August 25, 2010

1968: Colts Obtain Earl Morrall


As the Baltimore Colts prepared for the 1968 season, their 35-year-old all-time great quarterback, Johnny Unitas, was battling elbow tendinitis. Backup QB Jim Ward was inexperienced and had a bad knee. On August 25, the Colts obtained veteran QB Earl Morrall from the New York Giants for a fourth round draft pick.

The 34-year-old Morrall had played in 12 NFL seasons with four teams since coming out of Michigan State in 1956, where he had been an All-American and led the Spartans to a win in the Rose Bowl. As a result, he had been a first round draft choice of the San Francisco 49ers where he sat on the bench behind Y.A. Tittle and played poorly in limited opportunities – he threw 78 passes, six of which were intercepted. He was traded to Pittsburgh after the 49ers drafted QB John Brodie out of Stanford.

With the Steelers, Morrall got a chance to start and showed improvement, but early in the ’58 season he was sent to Detroit in the deal that reunited QB Bobby Layne with Head Coach Buddy Parker in Pittsburgh. He sat behind Tobin Rote with the Lions, and after Rote’s departure in 1960 competed with, first, Jim Ninowski and then Milt Plum for the starting job. He had his best year in 1963 as he consigned Plum to the bench and ranked fourth among the league’s passers. But Morrall suffered a shoulder injury in ’64 and, when Harry Gilmer became head coach in ’65, a firm decision was made during the preseason to stick with Plum. Morrall was traded to the Giants.

Morrall had a solid season for the 7-7 Giants in 1965, throwing for 2446 yards and 22 TDs against 12 interceptions. However, he broke his hand during a 1966 campaign that was disastrous for the Giants, and in the offseason they obtained Fran Tarkenton from Minnesota. Morrall sat on the bench in ’67 and was considering demanding a trade when the deal was made with the Colts.
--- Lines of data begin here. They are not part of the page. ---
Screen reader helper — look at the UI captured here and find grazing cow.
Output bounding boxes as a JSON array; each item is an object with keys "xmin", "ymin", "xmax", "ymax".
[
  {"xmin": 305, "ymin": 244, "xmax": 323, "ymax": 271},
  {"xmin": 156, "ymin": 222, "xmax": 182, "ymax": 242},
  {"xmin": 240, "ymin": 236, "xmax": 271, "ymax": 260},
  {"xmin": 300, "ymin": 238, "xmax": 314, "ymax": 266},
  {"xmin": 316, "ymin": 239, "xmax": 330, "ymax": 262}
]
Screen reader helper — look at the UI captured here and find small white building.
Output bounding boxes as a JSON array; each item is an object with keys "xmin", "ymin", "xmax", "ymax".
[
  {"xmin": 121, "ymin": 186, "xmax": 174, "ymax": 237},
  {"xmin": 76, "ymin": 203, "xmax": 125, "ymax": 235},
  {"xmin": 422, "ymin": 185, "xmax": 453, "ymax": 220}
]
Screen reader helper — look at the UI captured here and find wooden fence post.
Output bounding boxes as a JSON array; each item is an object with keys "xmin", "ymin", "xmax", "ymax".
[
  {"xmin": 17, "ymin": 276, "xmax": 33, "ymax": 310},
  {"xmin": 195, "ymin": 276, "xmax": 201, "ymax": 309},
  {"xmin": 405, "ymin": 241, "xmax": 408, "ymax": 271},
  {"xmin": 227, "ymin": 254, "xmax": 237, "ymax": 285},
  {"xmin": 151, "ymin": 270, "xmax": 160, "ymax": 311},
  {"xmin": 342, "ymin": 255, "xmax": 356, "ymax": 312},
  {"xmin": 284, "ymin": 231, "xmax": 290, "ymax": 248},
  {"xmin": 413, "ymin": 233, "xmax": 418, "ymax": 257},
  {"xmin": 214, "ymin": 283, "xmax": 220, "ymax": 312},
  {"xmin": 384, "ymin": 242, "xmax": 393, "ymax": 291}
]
There had been plenty of criticism leveled at Morrall over the years, summed up by nicknames like “Bullpen Boy” and “The Understudy”, and it was widely held that he was too inconsistent to be successful as a starting quarterback in the NFL. Baltimore Head Coach Don Shula was well aware of the criticisms, but was familiar with Morrall as a former assistant coach with the Lions and believed that his experience could prove valuable if Unitas was not fully sound. He assured a reluctant Morrall that it was possible he could see significant action.

Shula’s prediction proved all too true when Unitas suffered a devastating muscle tear in his throwing arm in the final preseason game at the Cotton Bowl against Dallas. Unitas would end up seeing only brief and ineffectual action during the season as he was forced to rest his arm, but Morrall proved to be up to the job.

The Colts went 13-1 over the course of the campaign. Morrall put together an MVP season (Associated Press, UPI, NEA) as he led the NFL in overall passing (93.2 rating), touchdown passes (26), yards per attempt (9.2), yards per completion (16.0) and touchdown percentage (8.2); he ranked second in yards (2909) and completion percentage (57.4).

Morrall only once failed to throw a touchdown pass in a game, and had a high of four in a 28-7 win over the Bears, in which he also had his high for passing yardage (302). Along the way, he led the Colts to victories over all four of the teams that had given up on him during his career: 27-10 over the 49ers, 41-7 against Pittsburgh, 26-0 over the Giants, and 27-10 over Detroit.

The Colts breezed by the Vikings in the divisional round of the postseason and then shut out the Browns, 34-0, for the NFL title. However, the storybook season came to a bitter end in Super Bowl III as the upstart New York Jets stunned the Colts, 16-7. Morrall played poorly, completing just 6 of 17 passes for 71 yards with three interceptions, and failed to spot a wide-open split end Jimmy Orr in the end zone late in the first half. The disappointing showing (which was hardly Morrall’s alone) seemed to lend credence to denigrating comments that Jets QB Joe Namath made prior to the game and the criticisms that had been leveled throughout Morrall’s career.

Earl Morrall remained with the Colts for three more seasons, splitting time with the increasingly brittle Unitas – and gaining some measure of vindication when he relieved the great quarterback in Super Bowl V following the 1970 season, a game the Colts won with a field goal in the closing seconds.

Don Shula, who by then had moved on to the Miami Dolphins, turned to Morrall as a backup prior to the 1972 season. When starting QB Bob Griese went down with a broken leg at midseason, Morrall did a solid job in leading the Dolphins the rest of the way to an undefeated record. Miami won the Super Bowl, but by then Griese was back in command.

Morrall lasted through the 1976 season, when he was 42 years old, for a total of 21 years in the NFL – a lengthy tenure for a quarterback dismissed as a career backup.